Speed is king these days in an urban milieu. Ambling is passe. The rules of the road are unspoken, even when they are - vaguely - written into law. Heaven help the denizens of Washington, DC, and other cities who face an invasion of even more wheeling wonders. The city has apparently given in to pressure from who-knows-where to allow several hundred more of these take-it-and-leave-it -where-you-will mobile devices. 

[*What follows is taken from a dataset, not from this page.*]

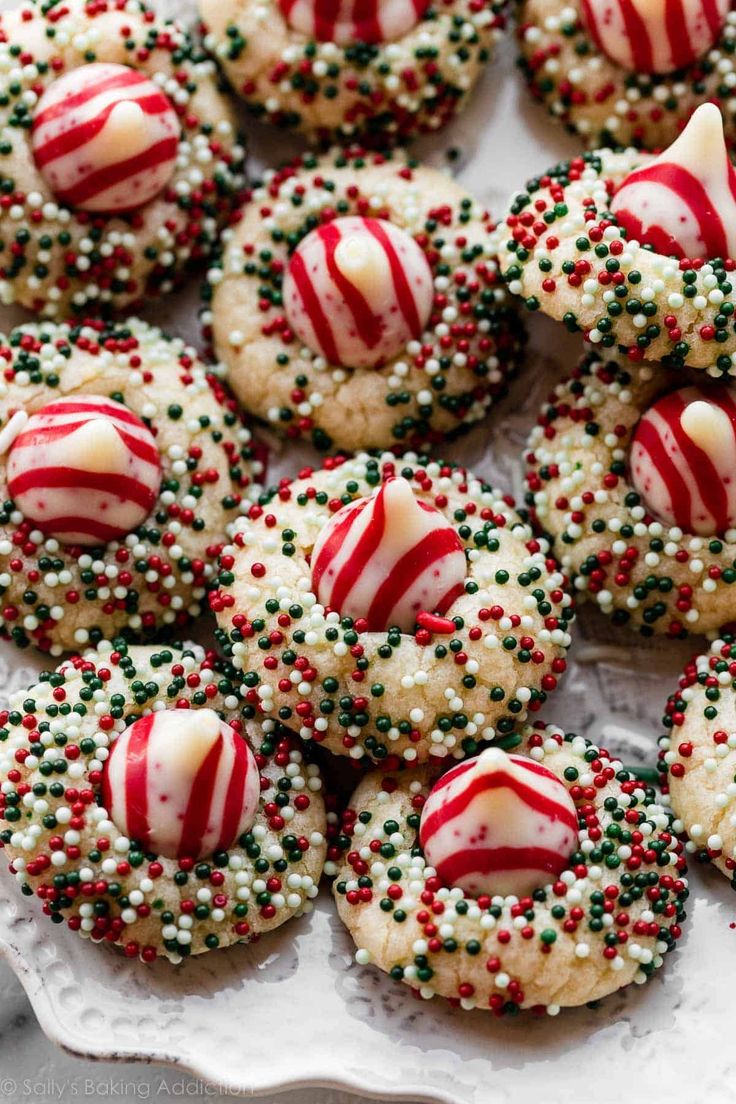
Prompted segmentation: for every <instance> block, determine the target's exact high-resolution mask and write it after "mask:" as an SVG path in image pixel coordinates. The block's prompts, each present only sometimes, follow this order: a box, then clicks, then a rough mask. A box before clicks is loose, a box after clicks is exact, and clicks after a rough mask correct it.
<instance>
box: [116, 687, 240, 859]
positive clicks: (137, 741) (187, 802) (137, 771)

Yes, they cut down on automobile usage, save  on pollution, provide cheap and convenient transport. But what’s the limit, and why aren’t there more protests about the numbers and the dangers they invite both to themselves and others? Am I in a  minority - a hapless two-footer who prefers to walk even when I can drive or ride?
Don’t even mention how few bikers or scooter users bother with helmets. Maybe in the future it will be up to the pedestrian to arm him or herself with some protection. Grouches like me are caught up in the quaint notion that everyday manners are at stake here. We see a need for new rules of civility in the age of hyper technology that go beyond (or maybe alongside) the current fixation on what constitutes privacy in a digital world. 

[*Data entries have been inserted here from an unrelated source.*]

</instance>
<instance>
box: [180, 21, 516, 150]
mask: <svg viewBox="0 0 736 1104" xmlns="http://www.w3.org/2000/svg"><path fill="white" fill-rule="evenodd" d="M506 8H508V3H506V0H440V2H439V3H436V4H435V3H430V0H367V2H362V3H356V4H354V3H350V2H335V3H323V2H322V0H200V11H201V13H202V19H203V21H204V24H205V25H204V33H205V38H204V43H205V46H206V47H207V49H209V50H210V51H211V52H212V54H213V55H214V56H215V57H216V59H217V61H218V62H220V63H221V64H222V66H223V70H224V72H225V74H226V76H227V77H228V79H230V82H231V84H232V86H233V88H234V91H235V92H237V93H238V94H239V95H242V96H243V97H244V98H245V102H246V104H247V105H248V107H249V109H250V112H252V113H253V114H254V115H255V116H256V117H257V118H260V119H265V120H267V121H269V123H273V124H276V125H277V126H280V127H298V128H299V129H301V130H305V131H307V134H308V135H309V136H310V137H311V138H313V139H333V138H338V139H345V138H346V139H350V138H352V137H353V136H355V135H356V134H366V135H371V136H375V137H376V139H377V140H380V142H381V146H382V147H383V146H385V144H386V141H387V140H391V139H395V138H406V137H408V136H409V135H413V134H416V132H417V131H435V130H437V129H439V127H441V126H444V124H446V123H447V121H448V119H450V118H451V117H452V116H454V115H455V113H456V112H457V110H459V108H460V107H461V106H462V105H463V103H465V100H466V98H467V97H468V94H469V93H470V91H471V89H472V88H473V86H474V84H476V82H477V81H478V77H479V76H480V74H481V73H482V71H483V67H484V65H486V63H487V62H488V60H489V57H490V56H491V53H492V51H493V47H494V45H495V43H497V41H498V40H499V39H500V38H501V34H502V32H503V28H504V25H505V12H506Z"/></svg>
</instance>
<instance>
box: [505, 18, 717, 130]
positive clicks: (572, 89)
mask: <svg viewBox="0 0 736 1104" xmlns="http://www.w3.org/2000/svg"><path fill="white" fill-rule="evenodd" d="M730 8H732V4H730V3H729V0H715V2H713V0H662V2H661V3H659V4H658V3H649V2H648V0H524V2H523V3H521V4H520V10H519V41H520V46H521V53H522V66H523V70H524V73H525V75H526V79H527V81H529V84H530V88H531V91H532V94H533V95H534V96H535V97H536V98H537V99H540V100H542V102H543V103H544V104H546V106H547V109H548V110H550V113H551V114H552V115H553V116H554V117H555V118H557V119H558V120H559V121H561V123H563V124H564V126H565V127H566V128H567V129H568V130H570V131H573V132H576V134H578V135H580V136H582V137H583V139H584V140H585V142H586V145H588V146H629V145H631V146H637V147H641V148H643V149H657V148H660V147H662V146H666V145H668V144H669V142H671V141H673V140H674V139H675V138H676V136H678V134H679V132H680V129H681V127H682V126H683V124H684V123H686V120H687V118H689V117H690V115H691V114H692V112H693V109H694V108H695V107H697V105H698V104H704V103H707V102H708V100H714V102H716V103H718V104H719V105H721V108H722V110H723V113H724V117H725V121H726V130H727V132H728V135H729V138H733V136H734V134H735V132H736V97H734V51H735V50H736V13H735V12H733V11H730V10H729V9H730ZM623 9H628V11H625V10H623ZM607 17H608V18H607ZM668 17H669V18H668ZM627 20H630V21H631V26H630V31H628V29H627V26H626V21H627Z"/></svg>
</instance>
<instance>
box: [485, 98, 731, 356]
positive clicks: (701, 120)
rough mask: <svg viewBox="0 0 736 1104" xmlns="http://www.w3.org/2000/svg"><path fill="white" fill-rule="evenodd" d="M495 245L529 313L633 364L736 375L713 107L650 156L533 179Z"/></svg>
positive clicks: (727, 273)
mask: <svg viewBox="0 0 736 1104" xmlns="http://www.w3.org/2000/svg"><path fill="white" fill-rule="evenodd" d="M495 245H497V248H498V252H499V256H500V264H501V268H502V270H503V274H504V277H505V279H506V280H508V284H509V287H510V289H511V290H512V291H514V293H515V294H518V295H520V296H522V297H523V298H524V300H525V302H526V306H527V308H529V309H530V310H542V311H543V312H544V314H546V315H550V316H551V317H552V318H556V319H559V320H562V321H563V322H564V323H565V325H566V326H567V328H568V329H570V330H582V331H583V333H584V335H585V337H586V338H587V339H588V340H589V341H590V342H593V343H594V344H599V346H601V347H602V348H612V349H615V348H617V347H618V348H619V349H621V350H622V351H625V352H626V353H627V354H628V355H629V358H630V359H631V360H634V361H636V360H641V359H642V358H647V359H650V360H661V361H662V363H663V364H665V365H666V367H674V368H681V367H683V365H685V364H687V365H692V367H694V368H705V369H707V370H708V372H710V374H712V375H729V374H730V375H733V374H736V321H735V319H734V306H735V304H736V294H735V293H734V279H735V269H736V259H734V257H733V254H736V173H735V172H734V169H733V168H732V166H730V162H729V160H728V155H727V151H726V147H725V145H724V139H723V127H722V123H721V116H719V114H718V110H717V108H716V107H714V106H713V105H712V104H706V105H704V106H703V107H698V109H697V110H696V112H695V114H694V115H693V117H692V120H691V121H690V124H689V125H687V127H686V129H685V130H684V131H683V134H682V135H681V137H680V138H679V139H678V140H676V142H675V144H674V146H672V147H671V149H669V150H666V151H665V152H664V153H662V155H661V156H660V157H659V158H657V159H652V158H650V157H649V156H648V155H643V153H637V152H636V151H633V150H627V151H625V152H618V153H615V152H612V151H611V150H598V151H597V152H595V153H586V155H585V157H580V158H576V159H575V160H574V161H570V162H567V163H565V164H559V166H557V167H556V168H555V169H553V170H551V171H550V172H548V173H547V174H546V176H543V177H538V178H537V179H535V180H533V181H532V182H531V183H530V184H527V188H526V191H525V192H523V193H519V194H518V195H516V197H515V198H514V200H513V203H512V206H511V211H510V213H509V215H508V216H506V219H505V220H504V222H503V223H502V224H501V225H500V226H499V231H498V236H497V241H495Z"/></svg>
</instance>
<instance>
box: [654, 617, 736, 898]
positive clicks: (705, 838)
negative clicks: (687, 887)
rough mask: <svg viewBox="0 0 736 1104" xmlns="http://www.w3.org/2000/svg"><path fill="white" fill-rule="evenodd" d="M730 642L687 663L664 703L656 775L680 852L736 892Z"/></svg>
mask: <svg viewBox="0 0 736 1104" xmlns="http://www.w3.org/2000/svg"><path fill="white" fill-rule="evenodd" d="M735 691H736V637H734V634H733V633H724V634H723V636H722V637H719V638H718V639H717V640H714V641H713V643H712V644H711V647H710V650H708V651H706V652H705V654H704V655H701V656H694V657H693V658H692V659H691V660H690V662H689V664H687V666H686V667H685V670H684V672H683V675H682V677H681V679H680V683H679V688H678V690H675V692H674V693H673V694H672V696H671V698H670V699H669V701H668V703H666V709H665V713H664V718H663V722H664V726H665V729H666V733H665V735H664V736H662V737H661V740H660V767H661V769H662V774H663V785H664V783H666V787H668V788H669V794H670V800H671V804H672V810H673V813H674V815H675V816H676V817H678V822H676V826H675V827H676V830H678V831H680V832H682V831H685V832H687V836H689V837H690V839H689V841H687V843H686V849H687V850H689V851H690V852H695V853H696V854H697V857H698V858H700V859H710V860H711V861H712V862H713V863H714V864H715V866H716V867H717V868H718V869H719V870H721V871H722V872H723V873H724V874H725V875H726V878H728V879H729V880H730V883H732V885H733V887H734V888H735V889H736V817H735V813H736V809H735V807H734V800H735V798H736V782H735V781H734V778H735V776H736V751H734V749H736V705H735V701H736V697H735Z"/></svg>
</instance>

Likewise, (a slight digression) consider what are ‘proper’ use of communication methods along the nearly unfathomable internet road. Who is to say what are the rules? To text or not to text versus overwhelm one another with emails that can pile up by the hundreds without blocking devices that may or may not be effective. Does the texting person expect an imminent response  and how should the person on the other end react? Doesn’t this put unreal pressure on people to be constantly monitoring their phone for messages? Surely, many misunderstandings occur with the expectations assumed in the exchange.
Machines can help maketh the man ( literally so for Crisper technology and DNA manipulation or for procreation via In Vitro Fertilization) but they seem equally capable of killing him off. Robots and other AI devices, it’s surmised, promise to make many  human activities (even some body parts) irrelevant.
If only that fast disappearing bicycle guy had thrown a ‘sorry’ in  my direction, I probably would not be writing these words. I might instead be  seeing fresh hope in the ability of a stranger to be sensitive to the needs of another and act accordingly.